Constitution of Panel (Regulation 22 (2))
The decision regarding compulsory delisting shall be taken by a panel to be constituted by the recognized stock exchange consisting of -
- Two directors of the recognized stock exchange (one of whom shall be a public representative);
- One representative of the investors;
- One representative of the Ministry of Corporate Affairs or Registrar of Companies; and
- The Executive Director or Secretary of the recognized stock exchange.
Public notice before delisting order (Regulation 22 (3))
Before making a delisting order the recognized stock exchange shall give a notice in one English national daily with wide circulation and one regional language newspaper of the region where the concerned recognized stock exchange is located and shall also display such notice on its trading systems and website.
Time period of making representation (Regulation 22 (3))
Time period of not less than fifteen working days from the notice, be given to any person who may be aggrieved by the proposed delisting within which he can made representations to the recognized stock exchange which has issued a notice for the delisting.
Delisting Order by the Recognised Stock Exchange (Regulation 22 (4))
The recognized stock exchange passes an order under sub-regulation (1) after considering the representations, if any made by the company and any aggrieved person in response to the notice and after considering the following points:-
- Nature and extent of the alleged non-compliance of the company and the number and percentage of shareholders who may be affected by such non-compliance.
- The status of compliance of the company with the office of the concerned Registrar of Companies.
Public notice after Delisting Order (Regulation 22 (6))
Where the recognized stock exchange passes the delisting order, it shall, -
(a) Forthwith publish a notice in one English national daily with wide circulation and one regional language newspaper of the region where the concerned recognized stock exchange is located.
(b) Inform all other stock exchanges where the equity shares of the company are listed, about such delisting and the surrounding circumstances.

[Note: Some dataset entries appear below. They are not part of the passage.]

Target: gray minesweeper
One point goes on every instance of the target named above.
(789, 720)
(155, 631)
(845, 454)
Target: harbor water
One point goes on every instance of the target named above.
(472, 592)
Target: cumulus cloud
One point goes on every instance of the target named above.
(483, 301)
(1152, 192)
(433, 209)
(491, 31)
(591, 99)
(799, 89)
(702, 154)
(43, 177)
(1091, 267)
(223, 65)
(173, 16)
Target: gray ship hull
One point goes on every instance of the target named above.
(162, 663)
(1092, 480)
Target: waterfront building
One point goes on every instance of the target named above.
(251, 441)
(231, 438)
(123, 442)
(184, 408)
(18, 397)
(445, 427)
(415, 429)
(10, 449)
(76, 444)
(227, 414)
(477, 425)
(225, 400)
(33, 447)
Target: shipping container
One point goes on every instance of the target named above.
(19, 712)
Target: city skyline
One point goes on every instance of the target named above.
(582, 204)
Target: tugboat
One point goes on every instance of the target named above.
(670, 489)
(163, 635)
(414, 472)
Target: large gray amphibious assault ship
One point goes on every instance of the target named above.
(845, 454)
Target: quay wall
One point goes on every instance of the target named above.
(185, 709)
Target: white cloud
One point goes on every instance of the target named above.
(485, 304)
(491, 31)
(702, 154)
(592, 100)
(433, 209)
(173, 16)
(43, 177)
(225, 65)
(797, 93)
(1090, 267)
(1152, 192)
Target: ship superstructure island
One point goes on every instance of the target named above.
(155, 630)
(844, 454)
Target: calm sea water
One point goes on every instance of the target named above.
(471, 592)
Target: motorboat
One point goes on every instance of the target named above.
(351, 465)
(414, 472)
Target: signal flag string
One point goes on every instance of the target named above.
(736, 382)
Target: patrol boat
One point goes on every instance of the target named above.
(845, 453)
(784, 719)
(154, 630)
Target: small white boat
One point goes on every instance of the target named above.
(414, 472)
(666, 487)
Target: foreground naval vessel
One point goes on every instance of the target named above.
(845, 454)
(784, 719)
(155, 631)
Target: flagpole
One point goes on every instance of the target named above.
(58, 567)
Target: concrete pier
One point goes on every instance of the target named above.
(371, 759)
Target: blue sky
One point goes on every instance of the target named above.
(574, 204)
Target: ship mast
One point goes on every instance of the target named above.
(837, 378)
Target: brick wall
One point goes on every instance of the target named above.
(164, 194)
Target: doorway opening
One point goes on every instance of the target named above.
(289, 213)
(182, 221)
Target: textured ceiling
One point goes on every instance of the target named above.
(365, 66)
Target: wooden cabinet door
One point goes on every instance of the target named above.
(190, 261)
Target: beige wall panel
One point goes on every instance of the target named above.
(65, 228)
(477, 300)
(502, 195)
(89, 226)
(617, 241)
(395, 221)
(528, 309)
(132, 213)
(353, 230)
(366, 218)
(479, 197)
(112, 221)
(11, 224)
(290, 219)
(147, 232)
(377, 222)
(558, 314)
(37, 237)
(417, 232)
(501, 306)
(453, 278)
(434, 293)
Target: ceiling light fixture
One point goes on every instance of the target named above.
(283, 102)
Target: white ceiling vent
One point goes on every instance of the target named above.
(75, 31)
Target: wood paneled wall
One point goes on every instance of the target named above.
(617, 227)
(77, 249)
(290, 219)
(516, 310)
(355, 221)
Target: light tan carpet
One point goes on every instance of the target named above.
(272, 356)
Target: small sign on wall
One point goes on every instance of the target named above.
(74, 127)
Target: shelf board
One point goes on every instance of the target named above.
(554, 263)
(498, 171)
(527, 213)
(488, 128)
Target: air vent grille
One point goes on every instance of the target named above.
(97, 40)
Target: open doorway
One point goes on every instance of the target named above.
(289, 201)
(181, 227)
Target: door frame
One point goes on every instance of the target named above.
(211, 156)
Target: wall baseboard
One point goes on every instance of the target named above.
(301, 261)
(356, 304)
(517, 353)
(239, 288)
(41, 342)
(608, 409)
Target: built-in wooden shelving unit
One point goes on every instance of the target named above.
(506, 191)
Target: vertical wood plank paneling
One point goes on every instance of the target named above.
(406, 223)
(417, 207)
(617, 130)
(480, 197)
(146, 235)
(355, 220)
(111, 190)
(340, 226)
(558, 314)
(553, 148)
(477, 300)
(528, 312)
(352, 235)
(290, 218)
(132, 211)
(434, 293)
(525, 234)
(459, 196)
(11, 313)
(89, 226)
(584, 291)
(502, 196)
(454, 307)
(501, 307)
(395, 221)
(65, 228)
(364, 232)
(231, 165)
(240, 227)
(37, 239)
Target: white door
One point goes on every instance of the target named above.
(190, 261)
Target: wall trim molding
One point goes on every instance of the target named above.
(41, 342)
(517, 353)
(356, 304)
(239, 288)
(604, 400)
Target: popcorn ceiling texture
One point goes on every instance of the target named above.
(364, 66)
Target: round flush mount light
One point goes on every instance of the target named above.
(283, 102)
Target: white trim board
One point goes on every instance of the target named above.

Disclosures to be made in the notice
- Facts of such delisting,
- The name and address of the company,
- The fair value of the equity shares determined under sub-regulation (1) of regulation 23 and
- The names and addresses of the promoters of the company who would be liable under sub-regulation (3) of regulation 23.
EXIT Price Determination by an Independent Valuer (Regulation 23 (1))
- The recognized stock exchange shall form a panel of expert valuers from whom the valuer or valuers shall be appointed .
- The promoter of the delisted company shall acquire equity shares from the public shareholders by paying them the value determined by the valuer, subject to their option of retaining their shares.
Important points:-
- No open offer is required to be given by the Delisted company in the case of compulsory delisting made by a recognized stock exchange.
- Where a company has been compulsorily delisted the company, its whole time directors, its promoters and the companies which are promoted by any of them shall not directly or indirectly access the securities market or seek listing for any equity shares for a period of ten years from the date of such delisting.
Special Powers to the recognized stock Exchanges (SCHEDULE III)
- The recognised stock exchange can file prosecutions under relevant provisions of the Securities Contracts (Regulation) Act, 1956 or any other law for the time being in force against identifiable promoters and directors of the company for the alleged non-compliances.
- The recognised stock exchange can also file a petition for winding up the company under section 433 of the Companies Act, 1956 (1 of 1956) or make a request to the Registrar of Companies to strike off the name of the company from the register under section 560 of the said Act.